Neulich hatte ich einen Albtraum, und zwar einen, den Bullen gar nicht mögen. Im April hatten die 10-jährigen US-Staatsanleihen die kritische 3-Prozent-Marke geknackt. Offenbar saß mir der Schrecken noch in den Gliedern und „inspirierte“ meinen Traum. Ich träumte von einer Zinserhöhung bei den Amis. An meinem Desk beobachtete ich die Märkte. Nichts Besonderes, dachte ich, das haben wir oft und oft erlebt. Die Aktienmärkte geraten unter Druck, in jene der Bonds kommt Geld rein, alles geht seinen Gang. Irgendwann dreht das Ding schon wieder.

Gedränge an der einzigen Tür. Weit gefehlt. In meinem Traum lief alles aus dem Ruder. Die Aktien brachen ein wie erwartet. Sie reagieren eben traditionell sensibel auf Zinsanstiege. Noch dazu, wenn der Anstieg eine heikle Widerstandslinie bricht. In meinem Traum ging das recht schnell. Nicht verwunderlich, in Zeiten von Programm-Trading und Trendfolgern haben Aktionäre keinen Spielraum für ein Zuwarten oder für eine Akklimatisierung. Da heißt es, raus aus dem Markt. Es gibt nur die eine Tür, und alle wollen durch, sofort und vor der „Konkurrenz“, wenn irgendwie möglich. Denn die letzten, die durch diese Tür marschieren, die sind schon einen Kopf kürzer. 
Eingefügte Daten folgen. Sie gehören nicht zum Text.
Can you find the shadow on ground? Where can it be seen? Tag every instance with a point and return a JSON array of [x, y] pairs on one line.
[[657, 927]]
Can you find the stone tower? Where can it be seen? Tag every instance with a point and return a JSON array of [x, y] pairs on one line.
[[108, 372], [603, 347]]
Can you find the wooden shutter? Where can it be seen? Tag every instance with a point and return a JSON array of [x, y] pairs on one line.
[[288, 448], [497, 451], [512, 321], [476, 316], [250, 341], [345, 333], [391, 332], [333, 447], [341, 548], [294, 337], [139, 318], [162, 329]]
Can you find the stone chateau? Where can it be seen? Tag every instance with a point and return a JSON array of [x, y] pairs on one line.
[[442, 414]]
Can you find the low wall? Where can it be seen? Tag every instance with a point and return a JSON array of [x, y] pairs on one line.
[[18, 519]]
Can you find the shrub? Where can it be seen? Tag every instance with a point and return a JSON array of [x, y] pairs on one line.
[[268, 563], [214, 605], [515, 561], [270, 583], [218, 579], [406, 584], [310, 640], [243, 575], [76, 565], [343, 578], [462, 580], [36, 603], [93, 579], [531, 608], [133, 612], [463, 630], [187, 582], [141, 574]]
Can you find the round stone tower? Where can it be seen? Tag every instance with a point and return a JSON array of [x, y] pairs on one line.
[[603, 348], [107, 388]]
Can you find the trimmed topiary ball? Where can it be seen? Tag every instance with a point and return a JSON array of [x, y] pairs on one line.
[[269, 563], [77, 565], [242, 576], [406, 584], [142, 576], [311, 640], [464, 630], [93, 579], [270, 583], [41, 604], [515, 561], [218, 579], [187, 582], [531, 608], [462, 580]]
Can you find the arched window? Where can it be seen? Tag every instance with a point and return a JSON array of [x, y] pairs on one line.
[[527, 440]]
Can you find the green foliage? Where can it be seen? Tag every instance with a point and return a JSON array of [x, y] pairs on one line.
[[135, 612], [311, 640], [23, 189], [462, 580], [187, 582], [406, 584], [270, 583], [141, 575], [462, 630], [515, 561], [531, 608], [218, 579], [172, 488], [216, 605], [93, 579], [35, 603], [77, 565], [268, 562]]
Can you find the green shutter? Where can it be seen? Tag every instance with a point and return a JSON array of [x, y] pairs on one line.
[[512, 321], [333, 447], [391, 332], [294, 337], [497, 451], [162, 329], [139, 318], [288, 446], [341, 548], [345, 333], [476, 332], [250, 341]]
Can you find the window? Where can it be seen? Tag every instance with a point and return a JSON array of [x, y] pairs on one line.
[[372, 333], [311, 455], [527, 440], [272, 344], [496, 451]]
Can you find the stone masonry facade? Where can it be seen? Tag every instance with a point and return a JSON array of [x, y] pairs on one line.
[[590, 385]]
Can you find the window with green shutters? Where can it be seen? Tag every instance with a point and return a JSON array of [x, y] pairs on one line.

Die wirklich böse Überraschung in meinem Traum kam aber erst. Bei einem Blick auf die Anleihemärkte musste ich feststellen, dass der gewohnte Gang diesmal ausblieb. Für neu emittierte Bonds fanden sich keine Käufer. Jene Investoren, die schon seit Monaten den Crash fürchten (und herbeireden), wollten lieber im Cash bleiben und auf noch bessere Zinsen warten. Der Sekundärmarkt wiederum schlitterte in die klassische Krise. Die „alten“, vergleichsweise schlecht verzinsten Bonds verloren deutlich an Wert. Letztlich müssen ihre Kurse ja mit den besser verzinsten Neu-Emissionen vergleichbar bleiben. Zwar kriegt der Anleihe-Investor am Laufzeit­ende sein Kapital zu hundert zurück, immer mal vorausgesetzt, der Emittent ist gut dafür. Doch wer hält schon bis zum Ende? Und am Depotauszug will niemand dramatische Hits bei der Bewertung seiner Positionen sehen. Umso schlimmer trifft das die, die in der Belehnung sind, also beispielsweise über Hebel-Produkte investiert haben. 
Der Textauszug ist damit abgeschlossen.